Jan McBarron Discusses How to Handle Patient Pushback
Award-winning Bariatric Physician Dr. Jan McBarron, A Guide to Patient Pushback
The lives of doctors and nurses are not without their challenges. Even the most rigorous of educations are not an end-all, be-all preparation for what’s to come, and textbook knowledge is only going to help you so much with one of the most common issues in medicine: Difficult Patients.
There are always going to be patients that are troublesome, giving pushback and requiring far more patience and problem solving than most. It can be a daunting challenge to provide compassionate medical care to a seemingly argumentative, unappreciative and even combative patient. Dr. Jan McBarron has graciously provided a guide to help caregivers cope with the stress of patient pushback.
Use the Right Language
When dealing with patients who are not cooperative with their treatment, the first step is to look inwards and assess the language that you are using. Language is what you are communicating, and it’s not just about what you say, either. Body language can speak volumes and it’s the first thing you should self-evaluate. Avoid any negative gestures such as clenched fists, crossed arms or poor eye contact, anything that can give the appearance of annoyance, frustration or anger is not acceptable. People respond to how you make them feel rather than simply to what you say.
Second, Jan McBarron notes it’s a good idea to be proactive in a conversation and gently acknowledge any tensions that are happening verbally. When you do this, you’re keeping yourself and the patient on the same page so that you can be better suited to finding a solution.
Next, it may seem obvious, but always avoid arguments, always. Troublesome patients will often use logic that is entirely suited to and biased towards them, and attempting to get them to see their error will only escalate the situation.
Finally, when it’s your turn to talk, use open-ended language. Allow the patient to fill in the gaps with their own impressions and understanding and do your best to guide them along to see the bigger picture of why their way may not help them get well sooner. Open-ended questions and statements are also non-aggressive, and ideally defuse the situation.
Be the Bigger Person
It’s a hard pill to swallow, but with high probability you will never convince a patient they are wrong. Instead, Jan McBarron states you should step up as the bigger person, because patients can’t always see the bigger picture, and part of their pushback and aggressiveness stems from things like fear and anxiety. In addition, remember they are sick and how you feel when you are sick. Often, we revert to childish behavior and want our own way.

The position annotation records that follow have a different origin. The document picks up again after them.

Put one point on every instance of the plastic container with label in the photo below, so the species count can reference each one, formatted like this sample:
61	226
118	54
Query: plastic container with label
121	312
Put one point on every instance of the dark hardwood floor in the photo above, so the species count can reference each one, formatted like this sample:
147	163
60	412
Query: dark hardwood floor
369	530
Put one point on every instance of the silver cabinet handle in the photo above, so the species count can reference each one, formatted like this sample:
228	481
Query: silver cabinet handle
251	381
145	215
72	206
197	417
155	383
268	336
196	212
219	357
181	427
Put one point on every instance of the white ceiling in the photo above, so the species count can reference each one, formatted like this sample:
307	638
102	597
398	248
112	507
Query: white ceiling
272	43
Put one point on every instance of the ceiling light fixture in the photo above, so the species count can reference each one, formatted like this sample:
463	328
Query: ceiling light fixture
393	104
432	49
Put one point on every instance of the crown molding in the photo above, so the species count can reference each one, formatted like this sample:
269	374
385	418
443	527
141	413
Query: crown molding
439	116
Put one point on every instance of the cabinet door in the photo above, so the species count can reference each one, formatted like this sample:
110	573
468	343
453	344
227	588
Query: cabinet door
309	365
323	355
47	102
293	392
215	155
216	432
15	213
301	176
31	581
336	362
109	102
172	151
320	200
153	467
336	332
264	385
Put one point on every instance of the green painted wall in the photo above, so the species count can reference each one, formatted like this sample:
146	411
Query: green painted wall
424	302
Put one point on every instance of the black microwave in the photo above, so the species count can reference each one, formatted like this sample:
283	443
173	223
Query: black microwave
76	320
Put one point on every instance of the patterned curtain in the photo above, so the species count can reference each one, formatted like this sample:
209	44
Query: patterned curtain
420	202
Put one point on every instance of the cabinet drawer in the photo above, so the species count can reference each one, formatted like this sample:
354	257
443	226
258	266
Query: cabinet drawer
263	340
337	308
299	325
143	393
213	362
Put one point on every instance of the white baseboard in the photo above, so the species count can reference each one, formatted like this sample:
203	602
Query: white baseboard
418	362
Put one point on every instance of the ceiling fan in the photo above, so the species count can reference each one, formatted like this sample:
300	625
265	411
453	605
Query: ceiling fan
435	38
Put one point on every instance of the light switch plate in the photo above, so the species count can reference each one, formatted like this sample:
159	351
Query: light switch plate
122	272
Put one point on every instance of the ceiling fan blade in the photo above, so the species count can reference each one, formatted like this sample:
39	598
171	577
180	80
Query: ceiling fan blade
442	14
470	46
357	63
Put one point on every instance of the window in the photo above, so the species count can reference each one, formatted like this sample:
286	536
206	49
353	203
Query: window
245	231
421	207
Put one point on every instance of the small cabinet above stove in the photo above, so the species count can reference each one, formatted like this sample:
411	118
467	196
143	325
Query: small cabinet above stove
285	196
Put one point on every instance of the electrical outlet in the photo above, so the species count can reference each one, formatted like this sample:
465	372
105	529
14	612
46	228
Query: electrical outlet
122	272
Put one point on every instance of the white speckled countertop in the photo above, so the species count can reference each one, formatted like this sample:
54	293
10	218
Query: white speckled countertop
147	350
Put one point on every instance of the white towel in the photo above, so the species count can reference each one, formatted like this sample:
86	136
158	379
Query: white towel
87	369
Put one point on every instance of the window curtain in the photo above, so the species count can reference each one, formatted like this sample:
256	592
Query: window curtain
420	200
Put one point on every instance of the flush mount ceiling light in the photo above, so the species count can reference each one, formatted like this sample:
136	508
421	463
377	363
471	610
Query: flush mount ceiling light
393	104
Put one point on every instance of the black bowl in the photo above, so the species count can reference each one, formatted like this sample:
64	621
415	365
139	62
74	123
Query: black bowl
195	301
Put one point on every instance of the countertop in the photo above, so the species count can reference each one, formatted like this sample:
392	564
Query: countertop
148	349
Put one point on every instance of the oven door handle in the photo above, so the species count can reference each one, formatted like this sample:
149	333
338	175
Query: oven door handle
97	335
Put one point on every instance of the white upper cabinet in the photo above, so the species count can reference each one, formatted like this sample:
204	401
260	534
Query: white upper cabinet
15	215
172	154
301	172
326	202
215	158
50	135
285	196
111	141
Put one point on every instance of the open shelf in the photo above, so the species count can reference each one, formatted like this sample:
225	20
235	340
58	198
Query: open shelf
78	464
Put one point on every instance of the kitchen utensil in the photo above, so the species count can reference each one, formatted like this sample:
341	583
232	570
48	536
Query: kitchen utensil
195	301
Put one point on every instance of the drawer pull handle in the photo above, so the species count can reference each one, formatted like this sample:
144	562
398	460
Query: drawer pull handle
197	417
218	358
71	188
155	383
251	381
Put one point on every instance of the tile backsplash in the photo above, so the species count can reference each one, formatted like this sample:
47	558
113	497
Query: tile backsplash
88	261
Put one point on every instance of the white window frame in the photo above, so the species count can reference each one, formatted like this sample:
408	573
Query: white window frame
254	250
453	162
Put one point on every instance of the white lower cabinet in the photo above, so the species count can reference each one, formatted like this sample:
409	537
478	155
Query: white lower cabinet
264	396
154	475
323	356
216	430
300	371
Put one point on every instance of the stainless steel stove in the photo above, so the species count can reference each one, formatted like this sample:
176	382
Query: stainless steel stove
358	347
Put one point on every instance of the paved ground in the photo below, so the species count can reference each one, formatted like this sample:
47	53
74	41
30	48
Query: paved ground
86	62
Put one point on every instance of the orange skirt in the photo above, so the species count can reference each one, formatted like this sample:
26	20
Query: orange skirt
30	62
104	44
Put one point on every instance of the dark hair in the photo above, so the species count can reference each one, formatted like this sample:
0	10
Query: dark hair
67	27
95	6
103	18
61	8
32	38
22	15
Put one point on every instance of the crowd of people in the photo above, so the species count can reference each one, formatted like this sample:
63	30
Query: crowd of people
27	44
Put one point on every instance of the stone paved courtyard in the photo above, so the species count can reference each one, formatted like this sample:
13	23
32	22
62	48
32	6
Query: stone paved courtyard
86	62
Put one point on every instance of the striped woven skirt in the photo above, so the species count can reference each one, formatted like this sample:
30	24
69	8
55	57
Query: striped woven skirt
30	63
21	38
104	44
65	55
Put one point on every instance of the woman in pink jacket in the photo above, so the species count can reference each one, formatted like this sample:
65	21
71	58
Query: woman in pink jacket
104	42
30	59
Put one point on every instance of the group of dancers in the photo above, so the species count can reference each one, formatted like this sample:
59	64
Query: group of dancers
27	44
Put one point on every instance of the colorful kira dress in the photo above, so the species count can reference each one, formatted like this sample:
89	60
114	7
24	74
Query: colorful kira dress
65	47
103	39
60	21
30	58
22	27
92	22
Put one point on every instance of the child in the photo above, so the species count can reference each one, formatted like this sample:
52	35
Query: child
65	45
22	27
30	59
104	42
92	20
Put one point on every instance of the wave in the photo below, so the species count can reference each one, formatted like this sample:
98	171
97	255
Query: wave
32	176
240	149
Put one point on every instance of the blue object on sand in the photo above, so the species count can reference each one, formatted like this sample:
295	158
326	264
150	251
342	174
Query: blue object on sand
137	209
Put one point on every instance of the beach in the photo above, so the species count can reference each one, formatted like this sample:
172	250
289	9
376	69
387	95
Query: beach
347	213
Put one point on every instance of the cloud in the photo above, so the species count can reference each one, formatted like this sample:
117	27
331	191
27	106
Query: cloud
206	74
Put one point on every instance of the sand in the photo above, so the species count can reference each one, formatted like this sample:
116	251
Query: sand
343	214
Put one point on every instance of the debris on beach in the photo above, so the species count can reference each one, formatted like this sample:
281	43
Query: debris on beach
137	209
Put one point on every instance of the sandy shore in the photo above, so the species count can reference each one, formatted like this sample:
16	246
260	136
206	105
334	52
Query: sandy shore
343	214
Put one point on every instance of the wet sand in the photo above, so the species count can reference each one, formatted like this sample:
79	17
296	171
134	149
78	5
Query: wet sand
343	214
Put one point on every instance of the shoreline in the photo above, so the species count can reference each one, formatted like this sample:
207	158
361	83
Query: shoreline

Empathy is the key here in order to try and build a connection, as well as calm a patient down. Acknowledge their problem and do everything you can to be genuine when you try to see things from their perspective.
Everyone has a story, and a lot of patients have a desire to be heard. When you take the time to let their story come out, oftentimes you can start to piece together the ‘why’ of the situation and you can have a better idea of what they need to hear from you.
Finally, sometimes in order to be the bigger person you need to take a moment away from the patient to cool down and collect yourself. This can make the difference between your returning to help them with an improved state of mind and letting the stress get to you. Once you allow your own negative thoughts or emotions take over, this can seriously jeopardize your ability to provide the best care. Furthermore, you will probably regret it later.
Jan McBarron’s Final Thoughts
What it boils down to is that patients who give pushback are acting in the moment, seeing only the short-term implications. They cannot be expected to have the same knowledge or objectivity as the professional taking care of the them. Furthermore, even if they do, remember they are sick and reverting to childish, unreasonable or inappropriate behavior. Instead, it’s all about approaching them with the right language and attitude, as well as acknowledging that you can and will do your best for them, even if they seem ungrateful.